Provo a fare un ipotesi ma prendetela con le pinze, inoltre utilizzerò dei margini molto variabili giusto per dare un ordine di grandezza. 

Ci sono tre alternative in campo a parità di finanziamento da parte della Regione che sembra ferma sugli 11 milioni di euro in totale (e qualcuno, vedi Leo, se la vende come una grande vittoria per gli universitari), rispetto ai 26 del 2009, 18 del 2010 e 13 del 2011 (di cui 5 ancora latitanti, cioè promessi ma non ancora in cassa, e che nel momento in cui saranno disponibili servirebbero per coprire la seconda rata 2011/2012).

Dunque con vari tagli e risparmi effettuati nel 2011 e ulteriori previsti per il 2012, con qualche euro in più da parte del ministero, si potrebbero mettere a disposizione tra i 3,5 e i 5 milioni (cifra che balla) per l'erogazione di borse per il 2012/2013, mantenendo invariati anche il numero di posti letto a disposizione.

Prima alternativa. Utilizzando i criteri d'erogazione delle borse con il bando vecchio si arriverebbe a coprire, con un po' d'ottimismo, il 30-35% delle borse, a parità anche di richieste e quindi d'idoneità. In cifre assolute tra le 3.500 e le 4.500 borse, quest'anno sono state circa 4.000. Verrebbero riconfermati i rimborsi tasse, i contributi per attività part-time e quelli per la mobilità, e, immagino, anche il pasto gratuito per coloro che risultassero idonei ma non vincitori. In sintesi, un remake, se va bene, del 2011/2012, con conseguente diminuzione degli iscritti presso gli Atenei Piemontesi, un forte freno all'Internazionalizzazione e la cancellazione dei sogni di laurea per migliaia di studenti .

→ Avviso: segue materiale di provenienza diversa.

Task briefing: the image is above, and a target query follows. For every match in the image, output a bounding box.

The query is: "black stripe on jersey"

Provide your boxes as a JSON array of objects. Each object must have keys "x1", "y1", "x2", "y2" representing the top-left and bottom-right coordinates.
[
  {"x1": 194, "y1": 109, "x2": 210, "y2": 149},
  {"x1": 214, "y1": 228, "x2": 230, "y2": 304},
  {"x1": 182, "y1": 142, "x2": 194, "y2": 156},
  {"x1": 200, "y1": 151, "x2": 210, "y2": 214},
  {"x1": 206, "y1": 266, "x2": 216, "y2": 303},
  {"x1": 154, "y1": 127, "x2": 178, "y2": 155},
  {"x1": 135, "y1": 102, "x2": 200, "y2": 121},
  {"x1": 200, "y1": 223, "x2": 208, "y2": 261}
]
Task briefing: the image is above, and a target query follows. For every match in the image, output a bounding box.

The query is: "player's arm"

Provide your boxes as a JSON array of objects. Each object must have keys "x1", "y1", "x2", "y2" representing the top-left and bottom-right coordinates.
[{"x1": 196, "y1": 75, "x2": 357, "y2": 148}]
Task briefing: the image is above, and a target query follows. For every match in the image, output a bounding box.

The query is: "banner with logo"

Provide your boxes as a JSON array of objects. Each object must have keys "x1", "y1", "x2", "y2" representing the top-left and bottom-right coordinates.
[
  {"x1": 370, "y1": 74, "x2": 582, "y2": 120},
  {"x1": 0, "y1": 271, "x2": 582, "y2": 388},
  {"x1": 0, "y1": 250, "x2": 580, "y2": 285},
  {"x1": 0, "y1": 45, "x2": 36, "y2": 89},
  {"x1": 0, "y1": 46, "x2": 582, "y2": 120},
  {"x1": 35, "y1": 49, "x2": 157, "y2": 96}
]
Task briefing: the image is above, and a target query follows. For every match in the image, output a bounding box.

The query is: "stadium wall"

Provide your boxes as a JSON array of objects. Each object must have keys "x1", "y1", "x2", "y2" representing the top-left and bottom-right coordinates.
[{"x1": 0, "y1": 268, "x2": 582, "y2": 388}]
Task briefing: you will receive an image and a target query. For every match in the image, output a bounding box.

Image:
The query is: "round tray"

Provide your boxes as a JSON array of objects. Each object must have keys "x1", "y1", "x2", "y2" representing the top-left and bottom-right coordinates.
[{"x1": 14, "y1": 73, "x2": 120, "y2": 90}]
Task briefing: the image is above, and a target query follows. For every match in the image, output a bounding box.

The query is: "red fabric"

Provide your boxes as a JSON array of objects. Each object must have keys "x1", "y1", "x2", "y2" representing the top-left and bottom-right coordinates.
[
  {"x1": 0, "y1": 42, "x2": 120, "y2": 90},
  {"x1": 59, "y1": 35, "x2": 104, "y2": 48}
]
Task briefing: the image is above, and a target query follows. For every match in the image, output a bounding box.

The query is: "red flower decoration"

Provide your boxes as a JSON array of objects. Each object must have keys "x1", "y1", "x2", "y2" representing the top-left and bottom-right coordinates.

Seconda alternativa. La Regione ha chiesto da tempo al Ministero, senza alcuna risposta, di poter effettuare delle "sperimentazioni" sul bando attuando in pieno l'autonomia sul DSU, anche perché i cosiddetti LEP imposti dal nuovo decreto nazionale 435 (appena approvato in parlamento) difficilmente saranno pronti ed utilizzabili per il prossimo A.A. Se dovesse esserci una sperimentazione si cambierebbe il bando nel senso "meritocratico". Con questo termine politicamente spendibile e buono per qualsiasi stagione, bandiera utilizzata anche dagli amici di partito di Renzo Bossi e Rosy Mauro (sic), si venderebbe all'opinione pubblica una porcata come una grande rivoluzione.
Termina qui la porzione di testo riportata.